The Thai capital has been blanketed in toxic smog for the past two weeks, with experts suggesting the long term cost of such bad pollution will run into tens of millions of dollars.

The pollution is caused by a number of issues, including vehicles, construction work, burning crops and street food stalls.

One resident, Nutthawut Sirichainarumit, shared an image of the blood that came out when he sneezed.

She said: “Two days ago, my nose was hurt when breathing. I sneezed all night and it was the even worse when my sneeze had blood the next morning.
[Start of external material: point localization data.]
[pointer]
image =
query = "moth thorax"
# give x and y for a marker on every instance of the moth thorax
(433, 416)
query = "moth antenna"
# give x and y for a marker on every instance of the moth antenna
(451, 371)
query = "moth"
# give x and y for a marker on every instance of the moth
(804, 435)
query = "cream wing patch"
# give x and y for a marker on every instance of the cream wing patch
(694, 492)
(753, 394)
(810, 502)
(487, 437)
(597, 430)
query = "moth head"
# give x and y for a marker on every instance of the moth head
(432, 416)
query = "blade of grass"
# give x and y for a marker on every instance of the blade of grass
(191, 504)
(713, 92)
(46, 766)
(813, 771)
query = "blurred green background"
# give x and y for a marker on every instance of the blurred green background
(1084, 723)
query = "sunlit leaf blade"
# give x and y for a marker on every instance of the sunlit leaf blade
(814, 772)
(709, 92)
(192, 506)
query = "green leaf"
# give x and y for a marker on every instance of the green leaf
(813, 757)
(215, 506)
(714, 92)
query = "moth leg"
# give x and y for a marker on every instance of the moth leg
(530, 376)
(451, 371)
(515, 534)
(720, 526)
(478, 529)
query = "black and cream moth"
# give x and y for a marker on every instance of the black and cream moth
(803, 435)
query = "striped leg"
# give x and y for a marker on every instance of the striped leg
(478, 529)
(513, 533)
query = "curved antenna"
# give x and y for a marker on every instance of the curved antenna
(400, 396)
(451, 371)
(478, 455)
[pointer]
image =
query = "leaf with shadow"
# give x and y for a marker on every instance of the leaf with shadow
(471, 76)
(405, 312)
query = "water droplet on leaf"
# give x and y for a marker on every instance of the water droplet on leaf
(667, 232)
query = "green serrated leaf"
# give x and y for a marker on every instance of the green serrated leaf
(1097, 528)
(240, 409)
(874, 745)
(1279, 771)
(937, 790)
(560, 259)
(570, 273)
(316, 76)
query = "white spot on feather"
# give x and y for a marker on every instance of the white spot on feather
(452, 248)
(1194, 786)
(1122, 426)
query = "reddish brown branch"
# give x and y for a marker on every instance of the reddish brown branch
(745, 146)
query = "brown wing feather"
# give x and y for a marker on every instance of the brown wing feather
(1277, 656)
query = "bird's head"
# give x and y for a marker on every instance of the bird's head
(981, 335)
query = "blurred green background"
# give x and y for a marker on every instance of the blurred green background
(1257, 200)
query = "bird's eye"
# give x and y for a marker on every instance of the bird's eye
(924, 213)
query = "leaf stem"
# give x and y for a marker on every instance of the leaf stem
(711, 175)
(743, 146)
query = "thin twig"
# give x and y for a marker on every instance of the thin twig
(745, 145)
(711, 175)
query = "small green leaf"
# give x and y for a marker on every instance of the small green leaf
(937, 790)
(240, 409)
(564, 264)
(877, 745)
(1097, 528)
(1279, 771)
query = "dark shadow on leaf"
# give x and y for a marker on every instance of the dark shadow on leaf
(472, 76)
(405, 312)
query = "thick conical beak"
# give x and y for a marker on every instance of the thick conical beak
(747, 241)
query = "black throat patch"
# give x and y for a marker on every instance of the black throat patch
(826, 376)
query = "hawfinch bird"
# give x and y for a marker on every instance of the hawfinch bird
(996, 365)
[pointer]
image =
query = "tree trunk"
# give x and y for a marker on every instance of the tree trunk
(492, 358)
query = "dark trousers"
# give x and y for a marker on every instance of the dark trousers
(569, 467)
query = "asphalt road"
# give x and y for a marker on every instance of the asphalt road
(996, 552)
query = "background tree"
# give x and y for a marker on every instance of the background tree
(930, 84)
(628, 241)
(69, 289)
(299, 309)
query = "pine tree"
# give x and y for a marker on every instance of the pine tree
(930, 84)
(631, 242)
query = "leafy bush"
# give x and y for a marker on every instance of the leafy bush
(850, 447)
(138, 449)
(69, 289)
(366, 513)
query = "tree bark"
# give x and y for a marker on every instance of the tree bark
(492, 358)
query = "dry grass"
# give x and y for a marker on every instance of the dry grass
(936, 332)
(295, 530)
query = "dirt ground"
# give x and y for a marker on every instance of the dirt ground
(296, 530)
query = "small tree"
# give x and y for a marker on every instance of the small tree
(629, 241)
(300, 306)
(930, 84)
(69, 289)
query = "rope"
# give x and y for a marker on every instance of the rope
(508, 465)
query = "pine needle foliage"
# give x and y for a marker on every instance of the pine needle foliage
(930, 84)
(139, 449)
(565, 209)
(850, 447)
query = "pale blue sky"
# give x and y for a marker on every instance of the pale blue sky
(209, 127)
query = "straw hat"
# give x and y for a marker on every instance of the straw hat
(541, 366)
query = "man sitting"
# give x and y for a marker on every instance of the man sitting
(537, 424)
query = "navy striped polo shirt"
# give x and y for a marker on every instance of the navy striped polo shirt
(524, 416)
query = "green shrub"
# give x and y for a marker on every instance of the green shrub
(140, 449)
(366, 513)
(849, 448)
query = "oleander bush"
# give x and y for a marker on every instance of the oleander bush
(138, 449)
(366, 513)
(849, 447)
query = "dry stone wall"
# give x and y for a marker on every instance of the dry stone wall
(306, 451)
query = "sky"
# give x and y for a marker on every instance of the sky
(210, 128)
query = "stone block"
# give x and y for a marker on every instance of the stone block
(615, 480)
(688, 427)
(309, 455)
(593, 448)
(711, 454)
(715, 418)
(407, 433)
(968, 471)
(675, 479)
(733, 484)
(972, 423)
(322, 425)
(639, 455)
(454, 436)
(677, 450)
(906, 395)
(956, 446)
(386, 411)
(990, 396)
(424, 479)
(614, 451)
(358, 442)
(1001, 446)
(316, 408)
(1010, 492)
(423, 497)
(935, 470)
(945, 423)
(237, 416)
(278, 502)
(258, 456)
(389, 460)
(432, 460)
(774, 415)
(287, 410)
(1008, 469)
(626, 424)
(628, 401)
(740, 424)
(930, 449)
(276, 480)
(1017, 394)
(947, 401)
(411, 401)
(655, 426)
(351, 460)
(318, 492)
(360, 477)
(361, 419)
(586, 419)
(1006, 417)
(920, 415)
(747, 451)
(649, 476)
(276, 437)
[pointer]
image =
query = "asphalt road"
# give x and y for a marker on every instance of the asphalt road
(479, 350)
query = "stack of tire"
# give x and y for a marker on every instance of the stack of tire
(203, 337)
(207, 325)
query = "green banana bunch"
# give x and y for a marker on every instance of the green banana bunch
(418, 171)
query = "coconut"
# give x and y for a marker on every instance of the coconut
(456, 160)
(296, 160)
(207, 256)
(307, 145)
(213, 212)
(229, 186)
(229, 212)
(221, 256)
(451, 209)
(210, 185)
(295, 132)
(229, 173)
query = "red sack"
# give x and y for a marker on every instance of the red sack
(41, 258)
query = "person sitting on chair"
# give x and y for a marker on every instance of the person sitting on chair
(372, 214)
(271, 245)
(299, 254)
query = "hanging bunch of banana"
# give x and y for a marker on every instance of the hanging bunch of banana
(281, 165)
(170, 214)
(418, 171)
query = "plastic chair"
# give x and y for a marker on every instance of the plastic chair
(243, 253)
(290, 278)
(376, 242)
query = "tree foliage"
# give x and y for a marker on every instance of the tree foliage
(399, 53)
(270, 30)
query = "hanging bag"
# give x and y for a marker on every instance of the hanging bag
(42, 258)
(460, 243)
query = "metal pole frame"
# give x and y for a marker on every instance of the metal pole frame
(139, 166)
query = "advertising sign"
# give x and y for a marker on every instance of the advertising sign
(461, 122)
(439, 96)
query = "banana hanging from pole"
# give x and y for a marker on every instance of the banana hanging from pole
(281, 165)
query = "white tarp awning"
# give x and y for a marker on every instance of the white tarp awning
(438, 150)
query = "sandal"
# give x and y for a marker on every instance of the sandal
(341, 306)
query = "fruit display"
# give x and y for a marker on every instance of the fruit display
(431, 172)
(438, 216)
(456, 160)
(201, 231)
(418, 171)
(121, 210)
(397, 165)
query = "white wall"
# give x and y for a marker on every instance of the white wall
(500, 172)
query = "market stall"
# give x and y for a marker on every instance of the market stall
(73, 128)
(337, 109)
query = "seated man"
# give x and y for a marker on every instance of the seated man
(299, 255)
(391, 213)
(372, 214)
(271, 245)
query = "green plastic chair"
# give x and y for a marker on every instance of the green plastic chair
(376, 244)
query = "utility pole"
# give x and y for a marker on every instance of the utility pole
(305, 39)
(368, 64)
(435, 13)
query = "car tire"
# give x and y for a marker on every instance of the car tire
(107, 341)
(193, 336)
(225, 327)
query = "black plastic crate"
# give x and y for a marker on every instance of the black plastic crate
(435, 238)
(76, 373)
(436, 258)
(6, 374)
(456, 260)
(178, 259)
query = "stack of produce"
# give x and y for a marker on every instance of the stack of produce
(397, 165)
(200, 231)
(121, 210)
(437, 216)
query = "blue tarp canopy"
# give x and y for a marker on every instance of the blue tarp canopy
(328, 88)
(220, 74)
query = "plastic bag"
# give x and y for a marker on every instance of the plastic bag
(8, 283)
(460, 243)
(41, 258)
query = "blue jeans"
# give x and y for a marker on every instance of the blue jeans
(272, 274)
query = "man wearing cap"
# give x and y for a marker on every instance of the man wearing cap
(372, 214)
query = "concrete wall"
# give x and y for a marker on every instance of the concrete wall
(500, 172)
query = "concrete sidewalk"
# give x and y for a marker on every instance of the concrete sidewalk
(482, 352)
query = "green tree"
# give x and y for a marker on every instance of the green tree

I was totally shocked because I never sneezed blood before in my entire life. I believe the dust is to blame.”

Another local, Seine Premmanuspaisal, said: “The polluted air also brings germs and viruses that gradually affect our bodies. Even though you think you’re healthy, this horrible environment is going to disturb you in some way.”

Seinne was diagnosed with a lung infection after vomiting and coughing up blood for three days. He had never previously experienced any respiratory problems.

The Thai government has taken some steps to try and fight pollution, including flying drones overhead to spray water. They have also closed 439 schools.

The air has become so bad, on Tuesday, January 29, an asthma sufferer was sent to intensive care with acute bronchitis and hypoxaemia after his eyes started bleeding.

Pets are suffering from the air too, as recent X-rays of animals taken to veterinary clinics have shown lungs, trachea and alveoli covered in dust.